La puis­sance lyri­cale de Médine se retrou­ve aus­si dans des morceaux plus sen­ti­men­taux. Sa femme, ses enfants, ses amis, Médine déclare sans cesse son attache­ment pro­fond à ses proches dans l’al­bum. Les morceaux « A l’essen­tiel » et « Tue l’amour » sont de véri­ta­bles hymnes à l’amour.

« Je vais te ren­dre heureuse et tu peux le pari­er. Je vais te met­tre plus haut que toutes les dames ».

-A l’essen­tiel

« Notre amour est une arme, pour tuer le temps, tuer le temps. C’est trop petit le jardin d’E­den. Comme Adam et Eve, on s’aime à l’ancienne ».

-Tue l’amour

Dans « Bar­ba­pa­pa », Médine partage le micro avec sa fille Mek­ka et ses fils Mas­soud et Genghis. Il rend aus­si hom­mage à ses amis, ceux qui for­ment avec lui le label Din Records. « Tous les mem­bres de Din Records, je les aime d’un amour fil­ial » rappe-t-il dans « FC Grand Médine ». C’est cet entourage et leur sou­tien qui ont aidé Médine à tra­vers­er les dif­fi­cultés qu’il a con­nues ces dernières années.

Puissance fédératrice

Médine, c’est aus­si une aura, une puis­sance fédéra­trice autour de lui. Depuis des années, il forme « La Ligue » avec ses deux com­pères Kery James et Yous­soupha. Ils ont fait de nom­breux morceaux ensem­ble, de « Con­tre Nous » à « PLMV ». Leur chef d’œu­vre com­mun n’est pour­tant pas une col­lab­o­ra­tion, mais plutôt une coopéra­tion : « Le jour où j’ai arrêté le rap » pour Médine et Yous­soupha, ou « Le jour où j’ar­rêterai le rap » pour Kery James. Trois morceaux, trois sto­ry-tellings poignants sur une même prod.

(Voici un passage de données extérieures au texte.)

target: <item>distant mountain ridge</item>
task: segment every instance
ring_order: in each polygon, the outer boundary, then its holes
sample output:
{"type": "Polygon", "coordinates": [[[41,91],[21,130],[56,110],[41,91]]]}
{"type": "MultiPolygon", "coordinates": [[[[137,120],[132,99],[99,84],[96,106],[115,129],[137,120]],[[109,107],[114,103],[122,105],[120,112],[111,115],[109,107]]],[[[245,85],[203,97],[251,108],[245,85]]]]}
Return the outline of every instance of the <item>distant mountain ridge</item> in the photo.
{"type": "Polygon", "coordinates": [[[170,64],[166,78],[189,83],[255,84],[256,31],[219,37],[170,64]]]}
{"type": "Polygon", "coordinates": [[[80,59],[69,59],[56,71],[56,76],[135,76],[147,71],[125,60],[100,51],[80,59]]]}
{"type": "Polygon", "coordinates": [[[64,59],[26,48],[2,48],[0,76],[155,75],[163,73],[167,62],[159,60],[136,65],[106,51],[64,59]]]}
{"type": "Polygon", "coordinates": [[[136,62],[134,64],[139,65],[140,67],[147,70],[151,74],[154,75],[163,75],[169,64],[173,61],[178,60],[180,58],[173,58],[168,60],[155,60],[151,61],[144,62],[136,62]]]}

Médine sait fédér­er plus loin que ce trio. Il représente pour beau­coup de rappeurs et d’au­di­teurs une référence du rap français. Bien qu’o­rig­i­naire du Havre, c’est son morceau « Grand Paris » qui le fait une fois de plus réson­ner dans toute la France en 2017. Dans ce long morceau de plus de huit min­utes, il réu­nit des rappeurs de toutes généra­tions : Lartiste, Lino, Sofi­ane, Alivor, Seth Gueko, Nin­ho et Yous­soupha. Le morceau s’ar­tic­ule autour d’un refrain per­cu­tant : « C’est nous le Grand Paris. La ban­lieue influ­ence Paname, Paname influ­ence le monde ».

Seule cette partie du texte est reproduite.